# NICO JR/CRAZY LEGS..???



## ggates415 (Jun 8, 2009)

crazy legs is off of nico jr.. i was wonderin if anybody has heard of either of these dogs. if so can u please share with me wat u no on em. 

is it worth gettin sumthin off this line?


----------



## Rudy4747 (Nov 29, 2009)

Seems to be mostly red boy jocko. This is a good mix of blood. Usually produces nice dogs. What are looking to find out?


----------



## ggates415 (Jun 8, 2009)

i dont know the story of nico jr. i here nico his sire was a great dog. but it seems like nico jr is a great producer and i just wanna find out all i can about the pups great grandsire and grand sire if ima own it. u know what i mean lol?


----------



## Rudy4747 (Nov 29, 2009)

Yeah I feel you sorry i just don't know much about either dog as far as how they them selves were just that the line is good producing.


----------



## ggates415 (Jun 8, 2009)

ok thank u very much.. hopefully sumbody on here does.


----------



## Sadie (Jun 18, 2008)

I have Nico Jr AND Crazy Legs in my pup bogarts Pedigree

ONLINE PEDIGREES :: [328954] :: A'S BOGART

Both dogs were produced by Stone City Kennels  What else do you want to know?
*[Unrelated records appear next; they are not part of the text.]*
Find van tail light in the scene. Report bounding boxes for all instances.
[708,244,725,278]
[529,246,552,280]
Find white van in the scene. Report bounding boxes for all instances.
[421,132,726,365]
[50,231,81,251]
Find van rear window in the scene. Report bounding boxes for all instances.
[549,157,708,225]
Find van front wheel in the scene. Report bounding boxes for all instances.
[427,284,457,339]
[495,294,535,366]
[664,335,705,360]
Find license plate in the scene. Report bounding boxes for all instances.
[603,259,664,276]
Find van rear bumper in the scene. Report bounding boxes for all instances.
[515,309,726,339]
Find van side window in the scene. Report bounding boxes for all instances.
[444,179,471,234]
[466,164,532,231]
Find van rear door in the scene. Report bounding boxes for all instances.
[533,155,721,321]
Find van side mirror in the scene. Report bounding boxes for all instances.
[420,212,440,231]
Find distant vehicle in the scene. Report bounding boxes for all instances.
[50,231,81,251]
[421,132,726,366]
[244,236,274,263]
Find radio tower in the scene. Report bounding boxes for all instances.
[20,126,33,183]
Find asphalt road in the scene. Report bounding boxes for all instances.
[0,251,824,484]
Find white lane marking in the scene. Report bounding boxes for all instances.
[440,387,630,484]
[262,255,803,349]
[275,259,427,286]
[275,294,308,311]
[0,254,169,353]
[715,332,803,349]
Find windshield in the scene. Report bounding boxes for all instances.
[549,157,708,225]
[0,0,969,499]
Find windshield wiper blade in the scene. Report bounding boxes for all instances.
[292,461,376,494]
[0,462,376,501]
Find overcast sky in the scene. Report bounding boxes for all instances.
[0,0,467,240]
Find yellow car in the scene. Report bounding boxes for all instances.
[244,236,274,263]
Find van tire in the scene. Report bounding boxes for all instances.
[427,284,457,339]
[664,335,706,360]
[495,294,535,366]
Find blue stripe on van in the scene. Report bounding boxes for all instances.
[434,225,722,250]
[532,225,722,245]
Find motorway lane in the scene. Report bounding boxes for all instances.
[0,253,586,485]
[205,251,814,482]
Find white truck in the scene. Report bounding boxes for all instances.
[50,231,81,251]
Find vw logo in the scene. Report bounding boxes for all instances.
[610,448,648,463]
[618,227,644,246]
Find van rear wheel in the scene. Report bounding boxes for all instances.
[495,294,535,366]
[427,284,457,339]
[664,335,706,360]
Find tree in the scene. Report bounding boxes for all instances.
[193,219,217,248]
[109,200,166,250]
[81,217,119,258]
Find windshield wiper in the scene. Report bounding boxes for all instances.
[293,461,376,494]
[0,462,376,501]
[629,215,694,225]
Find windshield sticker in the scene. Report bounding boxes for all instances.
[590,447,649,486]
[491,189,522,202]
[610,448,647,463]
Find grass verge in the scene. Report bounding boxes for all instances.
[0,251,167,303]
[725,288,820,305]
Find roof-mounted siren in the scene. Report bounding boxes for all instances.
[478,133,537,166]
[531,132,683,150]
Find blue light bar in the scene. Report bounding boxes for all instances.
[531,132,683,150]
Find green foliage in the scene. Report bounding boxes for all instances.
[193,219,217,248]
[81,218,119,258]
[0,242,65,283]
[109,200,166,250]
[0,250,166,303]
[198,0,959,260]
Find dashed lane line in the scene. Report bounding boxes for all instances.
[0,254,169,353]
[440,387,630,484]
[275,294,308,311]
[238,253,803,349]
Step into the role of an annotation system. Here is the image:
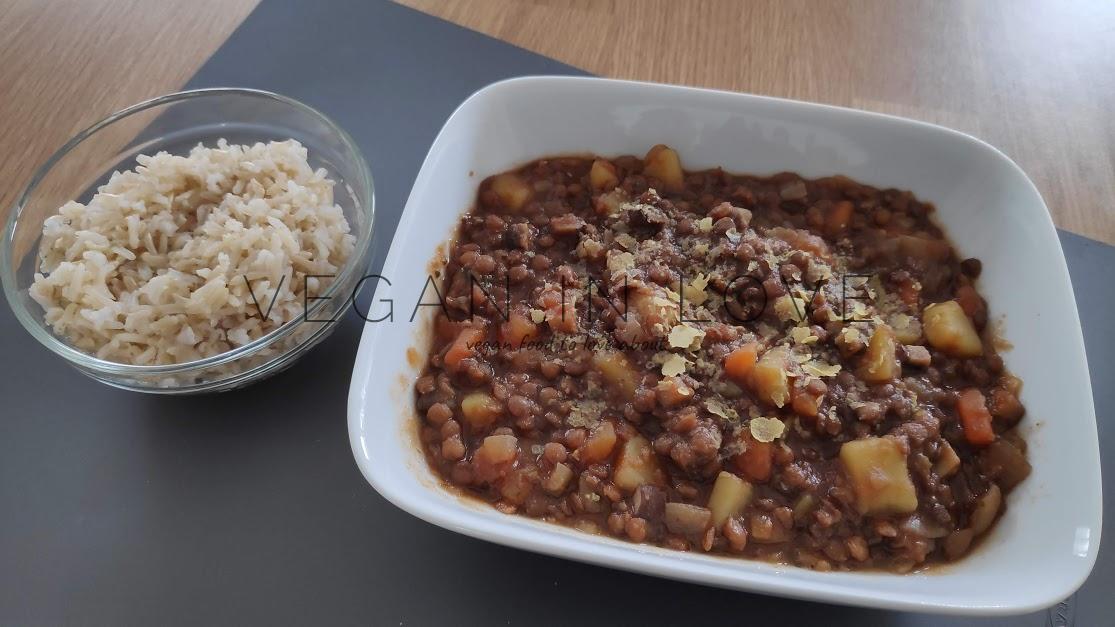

And I LOVE my pup he is a freaking awesome little guy!!! I am very fond of Stone City Kennels they produce some fantastic bulldogs! They are also a member on game dog you can try sending them a PM if you want to get some more info about them. But you can't go wrong with this blood.


----------



## ggates415 (Jun 8, 2009)

ima pm you


----------



## Sadie (Jun 18, 2008)

Sure no problem


----------



## Sadie (Jun 18, 2008)

ch nico jr - Pit Bull Forums

Here you go


----------



## Kayo45 (Oct 12, 2010)

Nico Jr. was a head dog like his sire Nico. Don't know about the Crazy legs dog though.

Stone City Kennels was the number 1 ranked kennel in peurto rico until they got beat by this dog that ended their 17 fight win streak they had going on and havent matched a dog since. ONLINE PEDIGREES :: [275929] :: HIGH GRADE'S DELILAH

That dog beat the number 2 kennel there also in TM CM. I like the dogs Stone City has and works with but they were talking negatively about High Grade and Frisco dogs and paid for it in the [] and tried to get TM CM to kill that dog but they still lost.


----------



## Sadie (Jun 18, 2008)

Good Post Kayo I would take anything off Stone City Kennels Yard Any day! They have some well bred hard tested proven bulldogs. You honestly can't go wrong with anything off their yard. You might pay a pretty penny for it though


----------



## ggates415 (Jun 8, 2009)

@kayo45 thank u 4 the info.. i really try not to get into all the chit chat about people because i wast there to see 4myself. all i care about is if the dogs are truely sumthing.. and just a quick thought since stone city has fire dogs but lost to a frisco dog how do u think that cross would work out lol? has any been made and noticed?


----------



## Sadie (Jun 18, 2008)

Oh there dogs are truly something alright  Your making a good choice! I am sure I could find a cross between the 2 people are crossing families all the time. I am positive you have some out there. Couldn't tell you if they work in the box though But I would imagine they would do well.


----------



## ggates415 (Jun 8, 2009)

ok ima ask sum mentors i know for more info.. i have a six month male with sum frisco/chinaman in em. if the both work out right i was considering it but ima need more thought and sleep on it


----------



## Firehazard (Dec 4, 2009)

two differnent strains different wind different fire .. STC excellent Tants Yellow/Bolio stuff, always liked Ratliffs dogs and I love a good bolio dog, Tonka being my favorite and Andy Capp also my favorite those two are just he bees knees, his legs and his wings; when it comes to bolio stuff IMO

But STC and STP and many other wouldnt use a J/R/B formula if wasnt producin [] quality dogs.. Sadie, you know your dogs all cold he's got NO fire.. LOL JK Thanks for throwin your ped back up thats a gooood pup, I love that lil guy and good dogs make the ped


----------



## Sadie (Jun 18, 2008)

FH bogart loves you too


----------



## Sadie (Jun 18, 2008)

ONLINE PEDIGREES :: [336658] :: PALESTINE KENNESL SAUL ¨EL CANELO¨ALVARES !!.

Here is one


----------